Blind masseurs are said to have a superior touch. Rob McFarland investigates at a Shanghai parlour.
It's not a good start. After being shown to a treatment table by the receptionist at Lulu Massage, I instinctively start to strip off. I'm already down to my boxer shorts and am about to lie down when she comes running back out with a squeal and a flurry of hands. It would appear I've been a little overeager.
Apparently, the only items of clothing I need to remove are my shoes. I sheepishly put everything back on and quickly lie down to hide my glowing face.
During this kerfuffle my male masseur has been waiting patiently on the other side of the room. Why didn't he say anything while I was stripping off? Because he's blind. As are all the therapists employed at Lulu. It's the parlour's speciality and the reason I'm here.
For centuries blind people have found work as masseurs; it's claimed that their heightened sense of touch makes them better therapists. In 2006, the Chinese government started an initiative to help blind people find work as masseurs and it's estimated there are now more than 110,000 around the country.
On a leafy street in Shanghai's stylish French Concession district, Lulu Massage is an innocuous-looking shop with an amusing English sign in the window that declares it to be a "Pressure Centre of Blind Person".
Along one side of its unassuming, dimly lit interior are three massage tables and four large armchairs; on the other a narrow bench, four more armchairs and a staircase.
My masseur starts at my neck and slowly works his way down my body, covering each area with a towel as he goes. I've never been massaged with my clothes on before and it's better than I expected. He finds a couple of knots in my back and gently loosens each in turn. The pressure is perfect. Hard enough to feel like it's doing some good but not so hard that I need something to bite on to stop myself from crying out.
The treatment's highlights are a tension-melting head massage and an unusual procedure that I can only describe as a vigorous buttock shake. This was an unexpected addition and an absolute revelation. (I've since tried to administer it to myself at home and it is surprisingly difficult.)
Next up is a foot massage. I settle into one of the large, comfortable armchairs and immerse my feet in a tub of soothing hot water. After a few minutes, a therapist carefully feels her way down the stairs and the receptionist guides her over to where I'm sitting.
I'm feeling apprehensive. I have incredibly ticklish feet and I have visions of accidentally knocking her out with an involuntary leg spasm. I can already see the headline in tomorrow's paper: "Tourist jailed after karate-kicking blind masseuse in the face." Thankfully, she senses this and adjusts the pressure accordingly.
The couple of times I do tense up, she scolds me with a smile and a playful smack on the foot. Other therapists start to arrive and the interaction between them is a joy to watch. Cries of greeting go up as each one enters the shop and slowly navigates across the room, white stick click-clacking on the wooden floor.

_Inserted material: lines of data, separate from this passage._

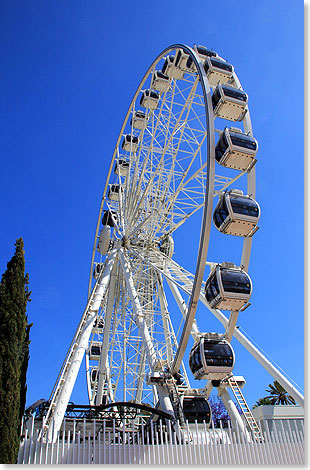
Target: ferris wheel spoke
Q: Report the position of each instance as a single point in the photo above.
(164, 150)
(103, 362)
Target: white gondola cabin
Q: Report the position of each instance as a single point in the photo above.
(160, 82)
(167, 246)
(104, 240)
(139, 120)
(196, 409)
(130, 143)
(182, 61)
(107, 218)
(203, 53)
(236, 214)
(149, 99)
(211, 358)
(121, 167)
(171, 69)
(228, 287)
(217, 70)
(229, 102)
(95, 351)
(114, 192)
(97, 270)
(236, 150)
(98, 326)
(93, 375)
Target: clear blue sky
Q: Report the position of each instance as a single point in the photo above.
(69, 70)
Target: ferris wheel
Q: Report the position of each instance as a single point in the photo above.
(184, 152)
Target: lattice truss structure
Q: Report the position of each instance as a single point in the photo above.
(162, 172)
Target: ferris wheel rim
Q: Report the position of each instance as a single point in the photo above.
(158, 58)
(207, 213)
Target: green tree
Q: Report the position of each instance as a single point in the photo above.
(14, 353)
(278, 395)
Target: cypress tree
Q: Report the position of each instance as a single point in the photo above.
(14, 353)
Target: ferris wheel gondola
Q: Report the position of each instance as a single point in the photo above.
(169, 176)
(211, 358)
(228, 287)
(236, 214)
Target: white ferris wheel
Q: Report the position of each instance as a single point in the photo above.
(185, 148)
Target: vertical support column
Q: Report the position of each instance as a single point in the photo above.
(144, 332)
(233, 413)
(77, 354)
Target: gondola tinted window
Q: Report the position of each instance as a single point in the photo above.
(219, 64)
(233, 93)
(235, 281)
(217, 354)
(243, 141)
(220, 213)
(244, 205)
(220, 148)
(216, 97)
(204, 51)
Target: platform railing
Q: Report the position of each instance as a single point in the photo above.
(99, 442)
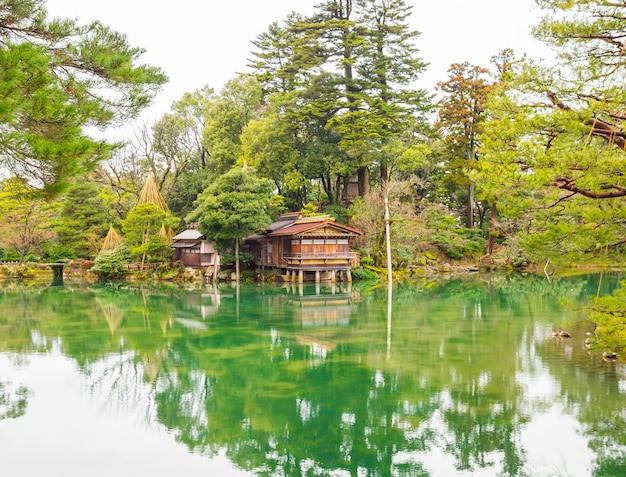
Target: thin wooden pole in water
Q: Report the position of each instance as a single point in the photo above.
(388, 239)
(389, 274)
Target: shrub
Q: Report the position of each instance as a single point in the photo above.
(110, 263)
(364, 274)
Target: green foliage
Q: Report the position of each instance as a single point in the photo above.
(454, 241)
(609, 314)
(141, 231)
(110, 263)
(82, 220)
(339, 213)
(233, 206)
(58, 78)
(56, 252)
(365, 274)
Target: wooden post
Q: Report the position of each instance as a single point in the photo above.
(388, 240)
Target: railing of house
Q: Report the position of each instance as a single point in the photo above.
(305, 255)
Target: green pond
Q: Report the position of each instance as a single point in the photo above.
(459, 376)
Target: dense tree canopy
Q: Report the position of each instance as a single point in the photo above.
(56, 79)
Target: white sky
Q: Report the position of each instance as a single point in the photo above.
(207, 42)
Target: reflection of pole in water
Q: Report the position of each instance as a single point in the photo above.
(389, 303)
(389, 274)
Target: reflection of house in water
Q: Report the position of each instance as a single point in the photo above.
(197, 307)
(322, 316)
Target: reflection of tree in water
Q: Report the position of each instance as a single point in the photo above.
(592, 390)
(259, 387)
(13, 400)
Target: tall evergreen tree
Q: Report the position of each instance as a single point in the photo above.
(461, 114)
(351, 69)
(235, 205)
(555, 145)
(56, 79)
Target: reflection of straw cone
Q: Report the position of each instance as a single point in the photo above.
(310, 341)
(164, 324)
(152, 364)
(113, 315)
(609, 356)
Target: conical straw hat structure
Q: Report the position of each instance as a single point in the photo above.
(151, 194)
(112, 240)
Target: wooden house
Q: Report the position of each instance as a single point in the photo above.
(191, 248)
(306, 247)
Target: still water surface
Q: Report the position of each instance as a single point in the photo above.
(460, 377)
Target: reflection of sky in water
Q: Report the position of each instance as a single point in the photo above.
(104, 416)
(71, 434)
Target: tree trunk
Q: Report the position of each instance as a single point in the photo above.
(364, 186)
(470, 207)
(384, 176)
(492, 228)
(237, 260)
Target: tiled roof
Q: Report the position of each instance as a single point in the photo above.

My jaw drops when one man turns up wearing a helmet and, for a terrifying moment, I imagine him weaving through Shanghai's chaotic traffic on a motorbike (it turns out a friend gave him a lift).
Soon there are four therapists sitting on the bench opposite, waiting for clients, and the room is filled with excited chatter.
Clearly, this is as much a social outlet as it is work. At one point two therapists bump into each on the way to the toilet and exchange what I interpret to be the Chinese equivalent of: "Bloody hell, Bruce, would you look where you're going?" The room explodes in a riot of laughter and my masseuse has to stop to wipe the tears from her face.
When I first heard about Lulu I was worried it might be exploitative in some way. As it turns out, it was the highlight of my stay in Shanghai. After two hours of pampering, I left with a spring in my step and a smile in my heart.
The writer was a guest of Helen Wong's Tours.
Lulu Massage, 597 Central Fuxing Road, Shanghai. Open noon-1am. A 45-minute body massage costs Yuan40 ($6.30). A 60-minute foot massage costs Yuan45. Phone +86 21 6473 2634.